Reprends tes ombres claires et plus sombres je te devinerai au fond des halliers là où il n’y a nul passage pour le gibier je maudis ton penchant qui te hisse jusqu’aux êtres faibles

sans lesquels tu errerais encore dans la pierraille

Ou les lits de ruisseaux semblables à des chemins sans espoir quand tu gagnes la partie,vous êtes deux à avoir perdu tu me rappelles les intermédiaires aux abords des gares dont les mains contiennent le paradis —

c’est-à-dire cette petite clé pour ouvrir et fermer les coeurs

La journée est bien entamée
…………on pressentirait presque déjà le soir un étrange vent glacé épargne le corps et fond sur l’âme ô mon plateau d’argent qui récolte des miniatures!

ô – presque miroir…

À chacun son souffle et sa ténacité un autre aurait parlé de gloutonnerie quand je passe devant l’hôpital je cherche toujours des yeux les pies sur la pelouse

rien ne les distrait – elles filent par bonds à mi-monde

Qui va là? – cette affreuse lumière anté-crépusculaire qui va là? – mon âme, le vent… quelques gouttes qui sont comme la transsubstantiation du temps qui va là?
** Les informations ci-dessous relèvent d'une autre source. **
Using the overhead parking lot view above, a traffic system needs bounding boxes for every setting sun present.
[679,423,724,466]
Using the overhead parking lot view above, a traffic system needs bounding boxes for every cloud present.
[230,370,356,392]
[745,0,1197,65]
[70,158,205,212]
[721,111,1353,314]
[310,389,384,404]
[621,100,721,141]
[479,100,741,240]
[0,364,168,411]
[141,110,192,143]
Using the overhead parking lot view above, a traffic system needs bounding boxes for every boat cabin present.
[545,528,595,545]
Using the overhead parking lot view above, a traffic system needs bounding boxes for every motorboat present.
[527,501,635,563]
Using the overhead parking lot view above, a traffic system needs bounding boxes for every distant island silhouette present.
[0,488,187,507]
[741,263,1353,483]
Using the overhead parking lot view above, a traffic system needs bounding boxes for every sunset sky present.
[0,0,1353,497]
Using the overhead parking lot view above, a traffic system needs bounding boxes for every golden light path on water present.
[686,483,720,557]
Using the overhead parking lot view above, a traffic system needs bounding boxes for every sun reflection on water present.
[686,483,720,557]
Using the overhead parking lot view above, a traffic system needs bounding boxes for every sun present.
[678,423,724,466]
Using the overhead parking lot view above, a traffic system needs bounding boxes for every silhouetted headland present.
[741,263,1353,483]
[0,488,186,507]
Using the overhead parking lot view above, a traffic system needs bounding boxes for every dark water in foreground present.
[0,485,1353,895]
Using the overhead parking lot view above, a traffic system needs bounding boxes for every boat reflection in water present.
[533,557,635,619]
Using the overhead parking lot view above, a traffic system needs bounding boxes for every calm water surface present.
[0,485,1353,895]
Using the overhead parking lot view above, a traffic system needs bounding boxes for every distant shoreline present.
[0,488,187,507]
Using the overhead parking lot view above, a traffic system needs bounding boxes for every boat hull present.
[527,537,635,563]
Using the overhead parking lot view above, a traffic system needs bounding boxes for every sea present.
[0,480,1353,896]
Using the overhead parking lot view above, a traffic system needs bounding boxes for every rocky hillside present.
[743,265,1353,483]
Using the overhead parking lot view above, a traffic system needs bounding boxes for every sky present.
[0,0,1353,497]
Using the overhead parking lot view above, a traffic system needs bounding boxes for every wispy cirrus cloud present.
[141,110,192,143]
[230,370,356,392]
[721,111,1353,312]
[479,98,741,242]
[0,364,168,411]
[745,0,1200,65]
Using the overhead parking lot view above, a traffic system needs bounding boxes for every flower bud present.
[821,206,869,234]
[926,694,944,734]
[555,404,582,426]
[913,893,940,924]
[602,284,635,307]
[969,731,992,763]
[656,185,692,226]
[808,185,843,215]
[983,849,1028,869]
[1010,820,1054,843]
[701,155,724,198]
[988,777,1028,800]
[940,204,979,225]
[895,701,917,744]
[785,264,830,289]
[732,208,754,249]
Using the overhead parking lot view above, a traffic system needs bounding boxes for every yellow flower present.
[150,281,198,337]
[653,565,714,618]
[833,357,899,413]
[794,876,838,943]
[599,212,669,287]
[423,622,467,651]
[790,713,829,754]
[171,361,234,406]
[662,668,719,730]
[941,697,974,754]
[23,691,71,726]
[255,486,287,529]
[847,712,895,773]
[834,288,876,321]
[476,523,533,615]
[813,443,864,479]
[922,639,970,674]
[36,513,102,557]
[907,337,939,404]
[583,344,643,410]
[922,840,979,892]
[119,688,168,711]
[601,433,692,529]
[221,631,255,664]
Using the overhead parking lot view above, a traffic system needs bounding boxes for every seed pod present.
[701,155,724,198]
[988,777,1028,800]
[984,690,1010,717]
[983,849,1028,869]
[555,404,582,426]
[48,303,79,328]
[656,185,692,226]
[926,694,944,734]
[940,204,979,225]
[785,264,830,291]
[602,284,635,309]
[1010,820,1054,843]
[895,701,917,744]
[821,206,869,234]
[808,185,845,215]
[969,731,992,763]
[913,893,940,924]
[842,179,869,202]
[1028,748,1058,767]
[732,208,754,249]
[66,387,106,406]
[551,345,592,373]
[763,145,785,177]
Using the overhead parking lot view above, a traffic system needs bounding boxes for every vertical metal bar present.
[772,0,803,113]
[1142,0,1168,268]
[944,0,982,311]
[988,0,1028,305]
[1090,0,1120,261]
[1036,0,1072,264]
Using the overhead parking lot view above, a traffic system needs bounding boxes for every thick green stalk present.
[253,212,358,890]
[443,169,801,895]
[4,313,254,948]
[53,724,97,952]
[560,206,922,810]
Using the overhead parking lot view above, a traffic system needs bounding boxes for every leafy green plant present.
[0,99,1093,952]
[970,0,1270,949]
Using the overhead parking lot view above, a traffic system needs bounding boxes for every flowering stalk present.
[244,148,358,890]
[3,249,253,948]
Qui va là, mon tocsin, mon petit renard – qui monte des déserts du temps? J’ai entonné ma complainte

………………..j’ai poussé ma chansonnette

disais-tu quand on voulait bien te payer pour entrer en scène qui va là – encore une charrette pleine de fantômes

…………encore un quadrille –

mes pauvres pieds perclus d’ampoules n’en peuvent plus de danser

………..où sont les rondes d’autrefois?

Même marcher devient difficile même supporter le poids infime du vent il était une fois un roi et son fils…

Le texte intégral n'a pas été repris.